We are now embedding a core of coalition forces in every Iraqi fighting unit, which makes each unit more effective and acts as a multiplier of our forces. Progress in "clearing" and "holding" is being made. The Sixth Infantry Division of the Iraqi Security Forces now controls and polices more than one-third of Baghdad on its own. Coalition and Iraqi forces have together cleared the previously terrorist-controlled cities of Fallujah, Mosul and Tal Afar, and most of the border with Syria. Those areas are now being "held" secure by the Iraqi military themselves. Iraqi and coalition forces are jointly carrying out a mission to clear Ramadi, now the most dangerous city in Al-Anbar province at the west end of the Sunni Triangle.

Nationwide, American military leaders estimate that about one-third of the approximately 100,000 members of the Iraqi military are able to "lead the fight" themselves with logistical support from the U.S., and that that number should double by next year.
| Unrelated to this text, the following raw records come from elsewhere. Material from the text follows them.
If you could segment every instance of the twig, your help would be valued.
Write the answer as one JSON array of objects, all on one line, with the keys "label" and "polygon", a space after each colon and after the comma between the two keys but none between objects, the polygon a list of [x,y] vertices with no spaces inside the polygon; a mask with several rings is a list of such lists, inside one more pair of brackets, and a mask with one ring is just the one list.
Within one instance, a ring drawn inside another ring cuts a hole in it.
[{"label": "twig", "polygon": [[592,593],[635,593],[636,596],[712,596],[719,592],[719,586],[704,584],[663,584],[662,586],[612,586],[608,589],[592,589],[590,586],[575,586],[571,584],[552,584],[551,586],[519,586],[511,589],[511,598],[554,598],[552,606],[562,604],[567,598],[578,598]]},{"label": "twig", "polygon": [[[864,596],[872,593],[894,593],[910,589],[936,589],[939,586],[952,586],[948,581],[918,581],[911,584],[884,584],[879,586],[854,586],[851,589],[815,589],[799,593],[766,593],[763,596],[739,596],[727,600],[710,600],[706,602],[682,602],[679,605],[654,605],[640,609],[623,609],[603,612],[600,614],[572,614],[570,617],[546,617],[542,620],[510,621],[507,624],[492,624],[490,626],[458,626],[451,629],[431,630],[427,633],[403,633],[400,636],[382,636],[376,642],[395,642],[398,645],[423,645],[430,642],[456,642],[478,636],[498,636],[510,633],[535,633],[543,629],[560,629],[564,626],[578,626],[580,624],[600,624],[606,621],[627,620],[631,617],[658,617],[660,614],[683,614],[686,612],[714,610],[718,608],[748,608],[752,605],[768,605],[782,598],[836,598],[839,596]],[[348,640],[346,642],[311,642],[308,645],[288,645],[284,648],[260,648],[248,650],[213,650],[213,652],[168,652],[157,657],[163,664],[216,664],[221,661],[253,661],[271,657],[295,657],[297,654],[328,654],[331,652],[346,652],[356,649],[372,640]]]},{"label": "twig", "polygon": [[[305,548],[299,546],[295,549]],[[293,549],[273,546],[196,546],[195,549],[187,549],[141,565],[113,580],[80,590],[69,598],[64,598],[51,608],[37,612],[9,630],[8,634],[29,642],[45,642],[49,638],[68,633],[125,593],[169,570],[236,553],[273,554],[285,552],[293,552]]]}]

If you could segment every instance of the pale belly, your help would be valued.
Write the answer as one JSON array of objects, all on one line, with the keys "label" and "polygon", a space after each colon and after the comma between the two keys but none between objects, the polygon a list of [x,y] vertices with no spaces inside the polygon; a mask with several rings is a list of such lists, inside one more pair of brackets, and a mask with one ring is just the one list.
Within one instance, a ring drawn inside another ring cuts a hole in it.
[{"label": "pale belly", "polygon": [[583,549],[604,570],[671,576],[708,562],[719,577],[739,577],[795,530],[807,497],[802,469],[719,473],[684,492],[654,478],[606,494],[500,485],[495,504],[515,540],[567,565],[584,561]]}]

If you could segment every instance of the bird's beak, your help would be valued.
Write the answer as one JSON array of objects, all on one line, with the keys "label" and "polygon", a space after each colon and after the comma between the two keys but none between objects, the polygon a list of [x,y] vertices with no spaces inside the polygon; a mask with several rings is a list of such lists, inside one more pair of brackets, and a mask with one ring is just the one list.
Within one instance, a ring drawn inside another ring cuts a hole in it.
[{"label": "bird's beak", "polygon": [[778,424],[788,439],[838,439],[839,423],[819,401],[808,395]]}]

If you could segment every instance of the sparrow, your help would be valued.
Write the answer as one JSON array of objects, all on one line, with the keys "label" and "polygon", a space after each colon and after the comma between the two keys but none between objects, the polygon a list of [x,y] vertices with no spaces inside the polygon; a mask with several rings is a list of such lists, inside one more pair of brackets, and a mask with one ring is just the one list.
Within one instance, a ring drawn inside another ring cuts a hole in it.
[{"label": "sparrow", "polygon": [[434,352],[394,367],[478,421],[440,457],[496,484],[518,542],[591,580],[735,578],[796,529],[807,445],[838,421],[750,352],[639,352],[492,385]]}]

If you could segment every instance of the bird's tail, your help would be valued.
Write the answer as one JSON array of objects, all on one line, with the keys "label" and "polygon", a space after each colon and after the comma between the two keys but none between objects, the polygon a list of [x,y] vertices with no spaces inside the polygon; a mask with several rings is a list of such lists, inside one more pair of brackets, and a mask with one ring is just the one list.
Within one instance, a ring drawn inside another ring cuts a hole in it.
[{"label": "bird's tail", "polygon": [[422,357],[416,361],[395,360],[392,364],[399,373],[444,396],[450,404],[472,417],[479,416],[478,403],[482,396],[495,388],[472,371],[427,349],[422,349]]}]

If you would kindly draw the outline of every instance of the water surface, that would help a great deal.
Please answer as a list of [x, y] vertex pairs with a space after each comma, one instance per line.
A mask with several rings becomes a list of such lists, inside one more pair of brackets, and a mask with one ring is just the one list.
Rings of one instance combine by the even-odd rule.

If that happens, American military forces could begin a drawdown in numbers proportional to the increasing self-sufficiency of the Iraqi forces in 2006. If all goes well, I believe we can have a much smaller American military presence there by the end of 2006 or in 2007, but it is also likely that our presence will need to be significant in Iraq or nearby for years to come.

And Joe Klein almost six months ago.

What can the Democrats do? They can play politics or be responsible. The political option is to embrace "cut and run"; call for an immediate withdrawal, as Kerry did; and hope the public is so sick of Bush and sick of the war that it will punish the g.o.p. in the fall. But embracing defeat is a risky political strategy, especially for a party not known for its warrior ethic. In fact, the responsible path is the Democrats' only politically plausible choice: they will have to give yet another new Iraqi government one last shot to succeed. This time, U.S. military sources say, the measure of success is simple: Operation Forward Together, the massive joint military effort launched last week to finally try to secure Baghdad, has to work. If Baghdad isn't stabilized, the war is lost. "I know it's the cliche of the war," an Army counterinsurgency specialist told me last week. "But we'll know in the next six months—and this time, it'll be the last next six months we get."

I don't know how to break the endless cycle of Friedmans.